Utilization Review Assistant - UnityPoint Health
Cedar Rapids, IA 52402
About the Job
Under the guidance and supervision of the utilization management nursing staff, the associate is responsible for the maintenance and utilization of Epic work queues that drive payer notification and authorization for patient stays. The associate communicates with payers via telephone, fax, or email and is responsible for ensuring clinical requests are sent in a timely manner and in a thorough fashion. The associate is expected to acquire an understanding of prior-authorization, verification, and benefit coordination for payers and proceeds with authorization and documentation as delegated. The associate assists with patient notification regarding level of care and appeal rights per CMS regulations.
Why UnityPoint Health?
- Commitment to our Team – For the third consecutive year, we're proud to be recognized as a Top 150 Place to Work in Healthcare by Becker's Healthcare for our commitment to our team members.
- Culture – At UnityPoint Health, you matter. Come for a fulfilling career and experience a culture guided by uncompromising values and unwavering belief in doing what's right for the people we serve.

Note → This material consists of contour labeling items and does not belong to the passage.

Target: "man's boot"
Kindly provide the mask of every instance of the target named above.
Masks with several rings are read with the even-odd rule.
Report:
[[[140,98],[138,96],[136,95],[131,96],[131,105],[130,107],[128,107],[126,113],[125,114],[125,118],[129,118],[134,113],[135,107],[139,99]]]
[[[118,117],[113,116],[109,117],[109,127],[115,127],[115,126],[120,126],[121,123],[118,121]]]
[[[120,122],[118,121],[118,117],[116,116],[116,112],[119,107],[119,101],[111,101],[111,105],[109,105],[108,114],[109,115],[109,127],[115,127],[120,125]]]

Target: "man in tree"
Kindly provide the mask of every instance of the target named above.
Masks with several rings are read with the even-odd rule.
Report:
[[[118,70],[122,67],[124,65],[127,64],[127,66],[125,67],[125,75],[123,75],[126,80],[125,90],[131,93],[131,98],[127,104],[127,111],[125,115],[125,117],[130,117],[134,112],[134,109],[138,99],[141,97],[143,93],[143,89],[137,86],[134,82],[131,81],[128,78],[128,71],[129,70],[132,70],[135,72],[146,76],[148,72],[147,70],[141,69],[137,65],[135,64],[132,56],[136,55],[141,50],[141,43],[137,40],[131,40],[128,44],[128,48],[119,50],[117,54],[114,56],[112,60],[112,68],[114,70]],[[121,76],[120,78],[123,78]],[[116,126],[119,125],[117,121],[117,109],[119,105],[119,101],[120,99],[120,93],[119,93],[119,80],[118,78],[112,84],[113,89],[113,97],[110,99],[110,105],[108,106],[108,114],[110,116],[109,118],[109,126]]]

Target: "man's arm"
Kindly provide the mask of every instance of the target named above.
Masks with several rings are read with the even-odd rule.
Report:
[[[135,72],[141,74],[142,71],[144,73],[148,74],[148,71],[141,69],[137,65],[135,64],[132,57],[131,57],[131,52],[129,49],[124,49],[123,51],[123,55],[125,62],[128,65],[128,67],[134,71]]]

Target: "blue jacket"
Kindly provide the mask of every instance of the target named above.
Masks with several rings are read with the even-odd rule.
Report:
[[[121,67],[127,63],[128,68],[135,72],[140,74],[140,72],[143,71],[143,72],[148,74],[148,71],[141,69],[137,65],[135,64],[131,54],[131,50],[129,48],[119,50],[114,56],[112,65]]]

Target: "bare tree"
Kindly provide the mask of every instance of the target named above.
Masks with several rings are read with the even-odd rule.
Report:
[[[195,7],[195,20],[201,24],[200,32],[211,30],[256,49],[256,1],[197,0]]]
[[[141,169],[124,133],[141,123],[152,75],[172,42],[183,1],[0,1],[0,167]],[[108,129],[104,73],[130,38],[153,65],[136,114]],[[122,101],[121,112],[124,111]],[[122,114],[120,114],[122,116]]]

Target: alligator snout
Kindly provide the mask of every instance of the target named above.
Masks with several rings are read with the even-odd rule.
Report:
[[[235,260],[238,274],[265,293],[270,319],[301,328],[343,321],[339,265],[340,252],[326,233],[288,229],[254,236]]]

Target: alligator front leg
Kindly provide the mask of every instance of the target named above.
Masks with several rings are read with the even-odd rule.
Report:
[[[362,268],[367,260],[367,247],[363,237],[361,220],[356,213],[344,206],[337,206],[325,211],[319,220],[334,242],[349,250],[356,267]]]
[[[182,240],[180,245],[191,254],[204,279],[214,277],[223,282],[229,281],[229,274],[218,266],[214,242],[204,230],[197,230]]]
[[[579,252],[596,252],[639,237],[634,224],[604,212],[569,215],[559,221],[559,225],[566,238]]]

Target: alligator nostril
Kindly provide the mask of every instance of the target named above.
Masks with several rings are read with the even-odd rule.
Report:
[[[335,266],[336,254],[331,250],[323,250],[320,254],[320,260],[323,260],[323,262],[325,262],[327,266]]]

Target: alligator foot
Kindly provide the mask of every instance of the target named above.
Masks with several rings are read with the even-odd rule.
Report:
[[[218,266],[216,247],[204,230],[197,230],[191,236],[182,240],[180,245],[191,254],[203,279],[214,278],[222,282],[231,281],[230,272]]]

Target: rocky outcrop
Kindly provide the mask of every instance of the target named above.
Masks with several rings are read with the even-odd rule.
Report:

- Benefits –Our competitive Total Rewards program offers benefits options like 401K match, paid time off and education assistance that align with your needs and priorities, no matter what life stage you’re in.
- Diversity, Equity and Inclusion Commitment– We’re committed to ensuring you have a voice that is heard regardless of role, race, gender, religion, or sexual orientation.
- Development– We believe equipping you with support and development opportunities is an essential part of delivering a remarkable employment experience.
- Community Involvement – Be an essential part of our core purpose—to improve the health of the people and communities we serve.
Hear more from our team members about why UnityPoint Health is a great place to work at https://dayinthelife.unitypoint.org.
Responsibilities:Administrative/Clerical Support
- Answers telephone: screens calls and callers, referring them to appropriate associate/department
- Maintains designated filing and record keeping systems. Assists with preparation of reports, graphs, and statistical information.
- Performs other related secretarial and clerical functions as requested.
Client/Customer Excellence
- Creates a welcoming environment for person’s served. Effectively manages positive relationships with referral sources and other members of the team.
- Manages and coordinates pre-authorizations for services as needed. Sends requested documentation to third party payers for prior authorization and reauthorization of patient visits.
- Monitors and completes accounts on multiple work queues in EPIC, including referrals and denials.
Regulatory Compliance
- Distributes notification letters to, provides education to, and secures signatures from patients per CMS regulations surrounding admission status and right to appeal discharge.
- High school graduate
- Writes, reads, comprehends and speaks fluent English.
- Keyboard accuracy/speed of at least 60 words per minute.
- Microsoft Office computer knowledge and skills.
- Multicultural sensitivity.
- Possesses courteous and effective telephone etiquette.
- Possesses ability to prioritize and maintains organization in essential functions/responsibilities
- Use of usual and customary equipment used to perform essential functions of the position.